Celebrities participate in the creation of their perfumes to varying degrees, says Spilka. Unlike endorsement deals (Uma Thurman for Givenchy), licensing involves far more input from celebrities. Still, personal involvement ranges "from 'you guys are the experts, you know what sells, just send me my checks' to ... someone like Usher, who was here on a regular basis smelling, rolling up his sleeves," Spilka says.
"Private Practice" star Kate Walsh is taking her signature scent, Boyfriend, into her own hands by forming her own beauty company, Boyfriend LLC, with the help of independent consultant Pamela Vaile.
"I wanted creative control," says the actress. "I had a very specific idea of fragrance and a very specific idea of packaging and design. So I started a company and got a loan from the bank, and now I'm a perfumer. This is a totally risky, totally different way to do it."

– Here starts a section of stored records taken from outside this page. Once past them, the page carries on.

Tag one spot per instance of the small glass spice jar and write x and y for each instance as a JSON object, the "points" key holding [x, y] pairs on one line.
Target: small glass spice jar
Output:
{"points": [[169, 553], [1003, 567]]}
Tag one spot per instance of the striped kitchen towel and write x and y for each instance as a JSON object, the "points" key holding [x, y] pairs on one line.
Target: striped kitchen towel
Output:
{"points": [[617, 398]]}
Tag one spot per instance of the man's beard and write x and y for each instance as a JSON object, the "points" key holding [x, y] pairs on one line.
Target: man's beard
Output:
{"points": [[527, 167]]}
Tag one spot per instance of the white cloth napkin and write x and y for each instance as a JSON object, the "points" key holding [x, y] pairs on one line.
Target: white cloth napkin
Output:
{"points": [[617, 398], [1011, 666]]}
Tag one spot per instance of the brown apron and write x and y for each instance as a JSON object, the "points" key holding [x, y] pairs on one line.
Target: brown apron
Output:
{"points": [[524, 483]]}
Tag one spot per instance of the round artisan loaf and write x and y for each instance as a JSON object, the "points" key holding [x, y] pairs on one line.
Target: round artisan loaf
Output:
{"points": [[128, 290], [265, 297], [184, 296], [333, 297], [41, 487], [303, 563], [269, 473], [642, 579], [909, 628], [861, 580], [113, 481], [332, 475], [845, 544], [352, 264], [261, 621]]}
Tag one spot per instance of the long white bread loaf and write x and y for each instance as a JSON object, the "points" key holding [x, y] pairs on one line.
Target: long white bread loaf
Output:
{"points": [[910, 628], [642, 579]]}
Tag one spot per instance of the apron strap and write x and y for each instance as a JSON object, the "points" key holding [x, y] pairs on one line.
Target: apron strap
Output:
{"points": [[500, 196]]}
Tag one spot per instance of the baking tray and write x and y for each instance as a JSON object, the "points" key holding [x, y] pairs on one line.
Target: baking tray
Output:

Bieber falls somewhere in the middle. Give Back Brand Executive Vice President of Global Marketing Noreen Dodge brought Bieber samples while he was on tour. "They'd ask me ... whether I wanted it to be more flowery or more fruity or if it was too strong," Bieber says, smiling, as if this is all a tad embarrassing.
Despite his absence in the lab, Bieber's perfumer, Honorine Blanc, felt his presence.
"I listened to his music and watched videos, I did everything I could to get closer to him. At home. On my iPhone. On the subway," she says. Blanc worked from a palate of 500 ingredients for nearly a year to nail the Bieber smell, which she describes as young and modern, optimistic, feminine, more sensual than sexy. Even though it's meant for his fans, she stresses, the scent also captures Bieber's "essence."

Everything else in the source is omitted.